Fluent-bit in K8s stops sending logs to elastic after a few hours

marckamerbeek commented 6 years ago

Fluentbit stops sending logs to Elasticsearch after several hours without telling me why. Fluent-bit docker is not crashing. It just stops doing what it shoud do. What could be the reason? I can't figure out why. It happens in every of the 3 cluster.

Situation: 3x (14 nodes k8s cluster (including 3 masters)) Version fluent-bit: 0.13.3 Kubernetes version: 1.8.4 Node OS: Red Hat 7.4 Maipo

Resource limits k8s: "resources": { "limits": { "cpu": "100m", "memory": "1Gi" }, "requests": { "cpu": "100m", "memory": "512Mi" } }

Configuration:

[SERVICE] Flush 1 Daemon Off Log_Level debug

[INPUT] Buffer_Chunk_Size 1MB Buffer_Max_Size 25MB DB /var/log/containers/fluent-bit.db Exclude_Path kube-system.log Mem_Buf_Limit 25MB Name tail Parser json Path /var/log/containers/.log Refresh_Interval 5 Skip_Long_Lines On Tag kube.services.

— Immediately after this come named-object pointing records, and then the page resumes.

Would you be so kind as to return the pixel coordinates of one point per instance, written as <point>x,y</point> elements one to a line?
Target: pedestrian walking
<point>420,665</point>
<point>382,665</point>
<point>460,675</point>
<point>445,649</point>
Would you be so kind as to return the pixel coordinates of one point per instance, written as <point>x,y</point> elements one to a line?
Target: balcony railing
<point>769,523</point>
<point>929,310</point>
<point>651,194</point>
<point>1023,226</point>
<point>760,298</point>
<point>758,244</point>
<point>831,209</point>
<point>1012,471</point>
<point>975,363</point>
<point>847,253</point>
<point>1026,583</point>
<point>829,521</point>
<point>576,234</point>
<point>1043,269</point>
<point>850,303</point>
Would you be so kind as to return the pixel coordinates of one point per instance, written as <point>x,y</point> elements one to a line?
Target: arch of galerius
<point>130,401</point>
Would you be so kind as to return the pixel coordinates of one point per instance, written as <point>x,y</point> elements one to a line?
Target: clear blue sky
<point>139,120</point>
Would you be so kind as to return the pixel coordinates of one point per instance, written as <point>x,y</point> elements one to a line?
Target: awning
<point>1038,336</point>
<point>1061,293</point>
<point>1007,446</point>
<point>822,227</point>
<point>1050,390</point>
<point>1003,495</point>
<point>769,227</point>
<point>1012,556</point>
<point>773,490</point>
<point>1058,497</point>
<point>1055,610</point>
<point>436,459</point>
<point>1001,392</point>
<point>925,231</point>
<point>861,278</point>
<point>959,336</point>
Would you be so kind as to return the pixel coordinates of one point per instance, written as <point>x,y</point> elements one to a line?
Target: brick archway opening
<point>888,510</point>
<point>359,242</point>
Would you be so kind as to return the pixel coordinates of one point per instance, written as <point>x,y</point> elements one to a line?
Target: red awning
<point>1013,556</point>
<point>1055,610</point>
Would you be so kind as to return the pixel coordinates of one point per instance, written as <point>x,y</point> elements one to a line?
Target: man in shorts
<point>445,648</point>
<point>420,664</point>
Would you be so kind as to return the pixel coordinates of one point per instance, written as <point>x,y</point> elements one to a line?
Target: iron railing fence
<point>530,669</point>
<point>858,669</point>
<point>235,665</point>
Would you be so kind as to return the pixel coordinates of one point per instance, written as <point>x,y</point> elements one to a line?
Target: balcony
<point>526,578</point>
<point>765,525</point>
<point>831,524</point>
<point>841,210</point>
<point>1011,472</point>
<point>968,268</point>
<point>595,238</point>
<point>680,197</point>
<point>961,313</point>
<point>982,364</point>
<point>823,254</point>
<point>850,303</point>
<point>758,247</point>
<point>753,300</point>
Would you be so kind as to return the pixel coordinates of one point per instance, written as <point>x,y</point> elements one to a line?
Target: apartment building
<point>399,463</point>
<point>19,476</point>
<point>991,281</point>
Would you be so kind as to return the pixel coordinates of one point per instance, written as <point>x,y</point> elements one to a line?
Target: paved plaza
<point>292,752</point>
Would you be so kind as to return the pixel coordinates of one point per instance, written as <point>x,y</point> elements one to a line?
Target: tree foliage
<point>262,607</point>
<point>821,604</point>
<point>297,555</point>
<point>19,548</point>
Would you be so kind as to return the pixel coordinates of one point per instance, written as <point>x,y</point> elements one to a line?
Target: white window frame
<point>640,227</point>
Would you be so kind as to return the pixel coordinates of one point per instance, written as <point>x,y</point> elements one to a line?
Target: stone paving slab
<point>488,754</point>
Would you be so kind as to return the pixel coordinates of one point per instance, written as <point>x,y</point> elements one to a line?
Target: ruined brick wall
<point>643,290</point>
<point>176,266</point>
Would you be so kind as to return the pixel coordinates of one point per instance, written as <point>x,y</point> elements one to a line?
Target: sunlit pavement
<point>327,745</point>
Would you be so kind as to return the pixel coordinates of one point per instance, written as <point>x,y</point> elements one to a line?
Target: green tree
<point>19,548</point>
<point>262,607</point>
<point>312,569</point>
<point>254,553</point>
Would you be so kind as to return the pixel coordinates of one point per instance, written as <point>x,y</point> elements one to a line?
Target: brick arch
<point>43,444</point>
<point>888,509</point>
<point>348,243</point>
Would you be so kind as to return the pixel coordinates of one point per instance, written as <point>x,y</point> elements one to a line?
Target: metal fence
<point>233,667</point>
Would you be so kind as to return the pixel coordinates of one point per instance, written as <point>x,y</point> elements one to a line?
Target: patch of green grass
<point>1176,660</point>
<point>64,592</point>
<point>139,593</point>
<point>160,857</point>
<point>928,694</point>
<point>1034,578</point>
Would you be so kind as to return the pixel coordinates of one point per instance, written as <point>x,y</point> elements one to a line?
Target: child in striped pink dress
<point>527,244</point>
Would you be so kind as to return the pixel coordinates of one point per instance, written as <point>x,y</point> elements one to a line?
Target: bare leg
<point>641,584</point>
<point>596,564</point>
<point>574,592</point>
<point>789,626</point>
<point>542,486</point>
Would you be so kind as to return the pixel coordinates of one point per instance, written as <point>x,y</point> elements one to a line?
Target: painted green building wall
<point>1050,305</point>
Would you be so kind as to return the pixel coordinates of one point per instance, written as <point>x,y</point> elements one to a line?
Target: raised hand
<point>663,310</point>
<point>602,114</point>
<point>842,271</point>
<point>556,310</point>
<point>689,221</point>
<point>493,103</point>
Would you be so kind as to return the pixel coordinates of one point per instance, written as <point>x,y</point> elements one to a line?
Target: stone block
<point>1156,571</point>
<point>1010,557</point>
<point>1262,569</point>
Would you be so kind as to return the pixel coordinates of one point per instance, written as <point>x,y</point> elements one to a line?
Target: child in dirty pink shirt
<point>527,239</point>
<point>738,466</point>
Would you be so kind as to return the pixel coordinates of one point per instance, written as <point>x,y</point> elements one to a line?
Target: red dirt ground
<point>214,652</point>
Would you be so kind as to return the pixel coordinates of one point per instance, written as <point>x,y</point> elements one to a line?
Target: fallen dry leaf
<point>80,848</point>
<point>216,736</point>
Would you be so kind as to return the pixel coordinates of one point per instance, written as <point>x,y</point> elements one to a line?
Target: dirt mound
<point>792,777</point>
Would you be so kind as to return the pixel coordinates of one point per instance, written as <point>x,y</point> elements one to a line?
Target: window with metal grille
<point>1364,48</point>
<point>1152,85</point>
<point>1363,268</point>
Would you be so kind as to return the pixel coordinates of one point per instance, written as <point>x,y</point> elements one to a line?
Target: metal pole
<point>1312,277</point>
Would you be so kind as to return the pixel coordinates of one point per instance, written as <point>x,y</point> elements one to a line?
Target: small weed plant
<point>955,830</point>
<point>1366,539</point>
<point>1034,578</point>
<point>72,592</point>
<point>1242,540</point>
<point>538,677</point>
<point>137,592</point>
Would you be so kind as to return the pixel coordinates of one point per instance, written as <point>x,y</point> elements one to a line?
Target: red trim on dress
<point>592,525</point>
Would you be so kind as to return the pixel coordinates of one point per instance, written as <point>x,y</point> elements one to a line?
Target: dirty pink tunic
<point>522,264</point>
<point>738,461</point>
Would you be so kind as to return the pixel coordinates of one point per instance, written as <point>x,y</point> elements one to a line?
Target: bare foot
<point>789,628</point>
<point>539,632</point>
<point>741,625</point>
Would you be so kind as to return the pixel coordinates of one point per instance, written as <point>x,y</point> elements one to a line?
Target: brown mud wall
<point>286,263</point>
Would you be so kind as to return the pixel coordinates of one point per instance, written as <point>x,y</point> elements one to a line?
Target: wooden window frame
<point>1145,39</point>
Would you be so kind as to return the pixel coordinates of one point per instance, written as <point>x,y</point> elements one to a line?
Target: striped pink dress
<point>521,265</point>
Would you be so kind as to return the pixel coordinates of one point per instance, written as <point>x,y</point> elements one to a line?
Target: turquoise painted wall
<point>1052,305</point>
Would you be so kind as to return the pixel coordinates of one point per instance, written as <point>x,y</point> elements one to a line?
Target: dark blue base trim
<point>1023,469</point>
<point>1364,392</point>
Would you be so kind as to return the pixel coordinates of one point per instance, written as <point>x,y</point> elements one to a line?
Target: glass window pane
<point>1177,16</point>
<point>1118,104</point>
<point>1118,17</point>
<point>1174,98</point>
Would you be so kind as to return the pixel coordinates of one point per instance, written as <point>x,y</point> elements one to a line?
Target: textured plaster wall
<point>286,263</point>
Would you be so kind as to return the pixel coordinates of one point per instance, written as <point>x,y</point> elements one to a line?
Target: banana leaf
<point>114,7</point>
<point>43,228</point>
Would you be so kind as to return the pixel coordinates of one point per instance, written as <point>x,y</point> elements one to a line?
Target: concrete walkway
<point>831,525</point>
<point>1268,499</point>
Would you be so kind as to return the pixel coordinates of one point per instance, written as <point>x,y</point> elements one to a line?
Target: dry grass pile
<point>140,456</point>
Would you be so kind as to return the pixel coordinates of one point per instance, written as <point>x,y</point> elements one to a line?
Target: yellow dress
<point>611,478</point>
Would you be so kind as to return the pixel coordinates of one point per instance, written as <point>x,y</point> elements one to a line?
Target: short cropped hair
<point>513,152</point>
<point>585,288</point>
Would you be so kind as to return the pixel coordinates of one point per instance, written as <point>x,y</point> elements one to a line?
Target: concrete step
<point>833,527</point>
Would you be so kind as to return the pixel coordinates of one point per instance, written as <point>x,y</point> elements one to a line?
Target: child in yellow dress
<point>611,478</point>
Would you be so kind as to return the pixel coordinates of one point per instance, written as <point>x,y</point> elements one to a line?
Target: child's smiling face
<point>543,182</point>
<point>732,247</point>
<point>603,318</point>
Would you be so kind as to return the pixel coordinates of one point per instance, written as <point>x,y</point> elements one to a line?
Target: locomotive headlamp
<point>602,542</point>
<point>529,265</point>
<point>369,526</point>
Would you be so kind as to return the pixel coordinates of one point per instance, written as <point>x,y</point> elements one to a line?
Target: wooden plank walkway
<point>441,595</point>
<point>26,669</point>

[FILTER] K8S-Logging.Parser On K8S-Logging.exclude True Kube_URL https://${KUBERNETES_SERVICE_HOST}:443 Match kube.* Merge_JSON_Log On Name kubernetes tls.verify Off

[PARSER] Decode_Field_As escaped log Format json Name json Time_Format %Y-%m-%dT%H:%M:%S %z Time_Key time

[OUTPUT] Host xxx.xxx.xxx.xxx Include_Tag_Key true Logstash_DateFormat %G.%V Logstash_Format On Logstash_Prefix k8s-services-tst Match kube.services.* Name es Port 9200 Retry_Limit False

MohdAhmad commented 6 years ago

@marckamerbeek have you checked the logs from fluent-bit and elastisearch?

marckamerbeek commented 6 years ago

Yes...nothing in the logs. Nothing in elastic. Start building my own fluentbit with extra debug logging. See if that shows some light.

jpbelanger-mtl commented 6 years ago

@marckamerbeek how's your investigation going?

We've encountered the same thing with our AWS elasticsearch cluster and fluent-bit stopping randomly from one node to the other. We recently upgraded to 0.13.x to fix memory usage issue and restarting fluent-bit pod but now we just keep having to restart them manually almost daily.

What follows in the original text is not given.